4. Browser based games on Laptop

alt text

https://www.lessmilk.com/almost-pong/ - pong!

alt text

https://poki.com/ poki - loads of games. Not sure if all suitable!

alt text

https://lichess.org/training chess for free!

We’re staying off Roblox for the time being as I’ve heard bad things (and I don’t know enough)

alt text

https://ttrockstars.com/ Times Table Rock Stars we get a login from the school to play.

alt text

https://www.typingclub.com/ free touch typing

Games to play together

alt text

https://www.nytimes.com/games/wordle/index.html Wordle - I love playing this with the kids. I try and get them to use the real keyboard to get practise typing.

alt text

https://www.decisionproblem.com/paperclips/index2.html this is very addictive! discussion here. Kids not that interested but I love it.

5. Amazon Alexa / Spotify

alt text

https://open.spotify.com/playlist/4mCwNgY4JhiWtnjIknNK0J?si=ec7d0e243d414067 here is the street funk playlist!

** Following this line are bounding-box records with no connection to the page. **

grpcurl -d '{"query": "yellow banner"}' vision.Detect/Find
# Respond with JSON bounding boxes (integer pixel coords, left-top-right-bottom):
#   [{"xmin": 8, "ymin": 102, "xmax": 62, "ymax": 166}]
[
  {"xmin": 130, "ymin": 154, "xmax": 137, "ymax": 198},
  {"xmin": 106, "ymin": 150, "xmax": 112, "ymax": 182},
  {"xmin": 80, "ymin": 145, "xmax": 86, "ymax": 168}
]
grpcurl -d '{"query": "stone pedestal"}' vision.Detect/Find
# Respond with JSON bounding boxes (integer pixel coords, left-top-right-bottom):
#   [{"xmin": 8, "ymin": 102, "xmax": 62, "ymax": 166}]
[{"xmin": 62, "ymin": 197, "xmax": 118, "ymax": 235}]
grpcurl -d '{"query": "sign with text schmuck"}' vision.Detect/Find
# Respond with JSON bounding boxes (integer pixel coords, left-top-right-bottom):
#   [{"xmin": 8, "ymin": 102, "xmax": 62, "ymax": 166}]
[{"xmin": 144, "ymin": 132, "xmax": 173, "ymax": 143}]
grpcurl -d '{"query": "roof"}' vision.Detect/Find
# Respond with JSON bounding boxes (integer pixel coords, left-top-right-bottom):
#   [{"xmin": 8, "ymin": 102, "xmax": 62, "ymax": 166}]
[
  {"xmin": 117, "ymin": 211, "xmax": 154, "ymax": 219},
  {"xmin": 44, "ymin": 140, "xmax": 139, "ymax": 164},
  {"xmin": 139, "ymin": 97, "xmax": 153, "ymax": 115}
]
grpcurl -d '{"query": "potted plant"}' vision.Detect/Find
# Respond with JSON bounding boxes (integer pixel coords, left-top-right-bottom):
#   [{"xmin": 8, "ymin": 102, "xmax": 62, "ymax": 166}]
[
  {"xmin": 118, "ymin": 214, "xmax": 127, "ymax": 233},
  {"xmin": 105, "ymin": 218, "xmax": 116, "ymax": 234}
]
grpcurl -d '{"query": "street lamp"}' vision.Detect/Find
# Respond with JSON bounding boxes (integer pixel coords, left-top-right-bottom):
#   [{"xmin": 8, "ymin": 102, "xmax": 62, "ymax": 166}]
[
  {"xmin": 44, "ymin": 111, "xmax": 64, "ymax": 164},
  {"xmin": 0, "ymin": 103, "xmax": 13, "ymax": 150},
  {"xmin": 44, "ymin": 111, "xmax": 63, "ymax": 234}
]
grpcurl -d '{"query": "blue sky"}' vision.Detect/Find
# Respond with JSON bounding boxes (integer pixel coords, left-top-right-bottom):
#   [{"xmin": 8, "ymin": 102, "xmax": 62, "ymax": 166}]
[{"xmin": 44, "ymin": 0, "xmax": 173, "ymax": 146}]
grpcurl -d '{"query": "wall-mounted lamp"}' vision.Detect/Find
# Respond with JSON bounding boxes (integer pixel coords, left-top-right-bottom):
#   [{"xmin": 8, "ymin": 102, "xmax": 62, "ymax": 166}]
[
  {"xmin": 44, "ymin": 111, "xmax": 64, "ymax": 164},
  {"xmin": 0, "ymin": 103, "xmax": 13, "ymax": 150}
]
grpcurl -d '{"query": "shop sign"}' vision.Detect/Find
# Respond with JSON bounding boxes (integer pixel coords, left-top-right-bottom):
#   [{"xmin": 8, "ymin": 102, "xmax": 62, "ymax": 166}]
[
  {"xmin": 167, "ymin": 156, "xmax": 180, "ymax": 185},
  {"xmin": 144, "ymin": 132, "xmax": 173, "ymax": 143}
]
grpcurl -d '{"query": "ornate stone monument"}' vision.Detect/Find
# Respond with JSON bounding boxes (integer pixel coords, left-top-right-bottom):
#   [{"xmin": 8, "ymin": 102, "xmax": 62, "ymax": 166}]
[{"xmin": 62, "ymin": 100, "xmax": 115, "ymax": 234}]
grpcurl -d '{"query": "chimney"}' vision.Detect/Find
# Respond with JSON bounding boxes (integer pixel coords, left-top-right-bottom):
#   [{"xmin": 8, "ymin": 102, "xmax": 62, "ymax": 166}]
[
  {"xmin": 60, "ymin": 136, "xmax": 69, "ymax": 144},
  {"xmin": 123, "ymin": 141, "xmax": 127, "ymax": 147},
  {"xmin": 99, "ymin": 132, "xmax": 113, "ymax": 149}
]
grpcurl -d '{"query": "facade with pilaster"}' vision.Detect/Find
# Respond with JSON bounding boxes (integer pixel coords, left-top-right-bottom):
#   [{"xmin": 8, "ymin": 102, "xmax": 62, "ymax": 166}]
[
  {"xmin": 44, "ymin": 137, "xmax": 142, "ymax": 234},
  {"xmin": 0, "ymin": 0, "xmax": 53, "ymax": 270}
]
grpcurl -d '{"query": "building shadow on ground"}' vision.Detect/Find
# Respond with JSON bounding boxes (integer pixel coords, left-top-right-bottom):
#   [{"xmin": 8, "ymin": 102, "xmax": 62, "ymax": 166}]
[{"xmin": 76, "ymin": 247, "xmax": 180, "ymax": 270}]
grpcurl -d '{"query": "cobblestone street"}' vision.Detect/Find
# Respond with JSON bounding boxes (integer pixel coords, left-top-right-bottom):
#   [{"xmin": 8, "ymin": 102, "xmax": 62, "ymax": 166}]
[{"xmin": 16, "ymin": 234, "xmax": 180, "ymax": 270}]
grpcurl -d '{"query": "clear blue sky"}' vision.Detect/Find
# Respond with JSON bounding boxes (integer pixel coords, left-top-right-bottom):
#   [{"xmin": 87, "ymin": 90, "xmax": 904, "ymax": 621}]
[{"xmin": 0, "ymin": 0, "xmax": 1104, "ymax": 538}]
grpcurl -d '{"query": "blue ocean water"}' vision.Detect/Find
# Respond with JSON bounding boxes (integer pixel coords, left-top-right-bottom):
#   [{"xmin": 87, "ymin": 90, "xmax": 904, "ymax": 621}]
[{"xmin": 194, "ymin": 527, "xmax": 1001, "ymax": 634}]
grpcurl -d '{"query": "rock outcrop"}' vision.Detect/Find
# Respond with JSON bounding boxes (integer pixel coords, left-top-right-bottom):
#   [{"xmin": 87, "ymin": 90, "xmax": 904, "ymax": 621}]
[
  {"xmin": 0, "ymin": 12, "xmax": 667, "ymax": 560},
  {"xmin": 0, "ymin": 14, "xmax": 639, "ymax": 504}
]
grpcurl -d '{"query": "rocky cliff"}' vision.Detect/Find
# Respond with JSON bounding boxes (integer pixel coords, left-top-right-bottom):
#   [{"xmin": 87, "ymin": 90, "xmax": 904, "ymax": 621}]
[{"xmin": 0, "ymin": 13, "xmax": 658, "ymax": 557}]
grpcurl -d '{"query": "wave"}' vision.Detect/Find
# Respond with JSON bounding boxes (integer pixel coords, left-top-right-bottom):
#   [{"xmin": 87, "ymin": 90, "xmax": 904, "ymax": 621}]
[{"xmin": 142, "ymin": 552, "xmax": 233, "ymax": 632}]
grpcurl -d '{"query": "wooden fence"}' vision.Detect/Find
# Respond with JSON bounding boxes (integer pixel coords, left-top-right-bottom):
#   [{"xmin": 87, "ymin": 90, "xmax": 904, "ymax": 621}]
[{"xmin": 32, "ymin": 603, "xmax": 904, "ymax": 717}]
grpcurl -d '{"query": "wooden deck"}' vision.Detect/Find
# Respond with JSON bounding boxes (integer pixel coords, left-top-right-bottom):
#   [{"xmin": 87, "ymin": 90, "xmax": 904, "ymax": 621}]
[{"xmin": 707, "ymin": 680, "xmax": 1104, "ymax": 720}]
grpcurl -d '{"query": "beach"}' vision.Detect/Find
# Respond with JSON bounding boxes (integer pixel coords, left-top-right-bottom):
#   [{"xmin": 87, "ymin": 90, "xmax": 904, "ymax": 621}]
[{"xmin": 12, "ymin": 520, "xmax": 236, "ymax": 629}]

There is a global Explicit filtering on profanity on Alexa (which filters through to Spotify). Notice the Black Eyed Peas song is greyed out and wont play due to Explicit filtering turned on

To enable Amazon Kids on a device eg Alexa Dot, go to Settings on that device through the app on your mobile phone. Open the Alexa app . Open More and select Settings. Select Music & Podcasts, and then Profanity Filter.

https://www.amazon.co.uk/parents - Parent Dashboard

alt text

  • Kids Echo Dot - explicit filter (stops explicit music on Amazon Music and Spotify)
  • Set Daily Time limits - sets bedtime hours so kids don’t get up early and play with Alexa.

We have audible books (specifically Harry Potter) which they love listening to.

6. Apple ipod

I’ve setup a family account from my Apple ID so can manage Mia’s settings from my phone ie Mia has her own Apple ID which I manage.

To manage I use my Phone, Settings, David Mateer, Family Sharing:

  • 45 mins per day of app time

Useful Websites

alt text

https://www.commonsensemedia.org/ - Books, Film, TV and Games. Gives a parents rating / kids rating. eg The Goonies adults say 10+/kids say 10+. Harry Potter 1 is 7+, Harry Potter 2 is 9+/8+

Conclusion

I’ve had a lot of fun getting the kids to ‘show me fun stuff’ and get them exploring (usually away from Minecraft YouTube). They do find super interesting things!